The New York Stock Exchange and Euronext, the pan-European exchange, agreed last night to create the world's first global stock market in a $20bn merger of equals.

The deal, to be announced in Europe and America this morning, in effect closes the door on a rival bid for Euronext from Deutsche Börse and will put increased pressure on the London Stock Exchange to agree a deal with the US exchange Nasdaq.

The combined exchange will be called NYSE Euronext and will handle $100bn worth of daily share trading. The companies listed on the two exchanges will have a total market capitalisation of $27 trillion.

Shareholders in the two exchanges will be offered shares in a new holding company. Although the merger places an equal value on the two exchanges, Euronext shareholders will also be entitled to take an element of cash. This is expected to result in the merged company being owned 58 per cent by NYSE investors and 42 per cent by Euronext.

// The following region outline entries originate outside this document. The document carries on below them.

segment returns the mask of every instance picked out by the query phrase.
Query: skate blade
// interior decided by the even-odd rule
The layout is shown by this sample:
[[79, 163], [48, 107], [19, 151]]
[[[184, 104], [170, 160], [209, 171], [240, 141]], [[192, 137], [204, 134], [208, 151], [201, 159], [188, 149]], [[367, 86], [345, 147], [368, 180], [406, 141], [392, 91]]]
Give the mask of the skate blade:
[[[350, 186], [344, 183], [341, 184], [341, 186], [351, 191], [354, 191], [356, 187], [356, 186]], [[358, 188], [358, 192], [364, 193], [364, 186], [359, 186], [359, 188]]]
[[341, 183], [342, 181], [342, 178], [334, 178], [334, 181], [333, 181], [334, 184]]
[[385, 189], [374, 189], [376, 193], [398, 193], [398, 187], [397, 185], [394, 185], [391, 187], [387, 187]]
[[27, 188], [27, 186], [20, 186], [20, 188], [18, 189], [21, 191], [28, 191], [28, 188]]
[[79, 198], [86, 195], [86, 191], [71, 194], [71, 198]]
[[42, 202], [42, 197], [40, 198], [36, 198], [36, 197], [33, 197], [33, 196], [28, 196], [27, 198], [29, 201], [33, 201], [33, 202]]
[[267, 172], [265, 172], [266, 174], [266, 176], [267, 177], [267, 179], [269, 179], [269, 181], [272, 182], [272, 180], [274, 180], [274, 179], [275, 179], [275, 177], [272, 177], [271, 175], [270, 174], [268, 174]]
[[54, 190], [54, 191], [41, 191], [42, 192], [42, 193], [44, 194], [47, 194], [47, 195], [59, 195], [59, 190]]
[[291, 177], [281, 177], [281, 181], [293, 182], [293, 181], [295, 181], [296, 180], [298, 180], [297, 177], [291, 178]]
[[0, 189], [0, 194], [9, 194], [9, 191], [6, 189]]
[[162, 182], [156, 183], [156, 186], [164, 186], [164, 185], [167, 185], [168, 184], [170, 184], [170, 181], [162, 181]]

The board of the two exchanges agreed the merger last night. Although the financial terms of the deal are broadly the same as those announced a fortnight ago by the NYSE, the corporate governance arrangements have been strengthened to prevent a de facto American takeover of the combined company.

The combined business will be chaired by Jan Michiel Hessels, the chairman of Euronext, while its chief executive will be John Thain of the NYSE. Jean Francois Theodore, the chief executive of Euronext, will become deputy chief executive of the merged company while Marshall Carter, chairman of the NYSE, will become deputy chairman. The executive committee of the new company will have even numbers of representatives from the two exchanges, while the board will have 11 NYSE nominees and nine from Euronext. However, any major corporate decisions will require a two-thirds majority.

The individual exchanges will also continue to be regulated by their national authorities to avoid regulatory creep into Europe from the US, where companies are bound by the much harsher and more prescriptive Sarbannes-Oxley rules.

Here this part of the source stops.